Analysts have known for several years these actions were in the pipeline.
“This is something that Scott Ward has been doing almost since he took over as CEO,” said Mike Matson, a senior analyst at New York-based Needham & Co. “I think it makes sense.”
Matson said CSI is focused on devices adjacent and complementary to its core cardiac technology.
“I think [Ward] has done a good job, all things considered,” said Matson. “They’ve had some tough competitive headwinds that they’ve been dealing with.”
The company went public in 2009 through a reverse merger with a dormant public company.
It has a long history of being unprofitable, though that’s common for medical device companies roughly the same size as CSI, Matson said.
For fiscal 2021, CSI posted a net loss of $13.4 million, significantly less than the year before when it lost $27.2 million.
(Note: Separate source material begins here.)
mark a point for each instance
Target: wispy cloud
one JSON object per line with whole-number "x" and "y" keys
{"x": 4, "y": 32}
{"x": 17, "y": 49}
The company posted a small net profit in fiscal 2018 — the only year in its history that it was in the black.
Ward said believes that CSI is making the right investments to grow.
“We will invest probably in the range of 15% to 17% of our revenue in [research and development]. That puts us on the high end of our peer group,” said Ward. “That’s a heavy investment … but that’s what it takes to really build this kind of portfolio and drive that growth that comes from it.”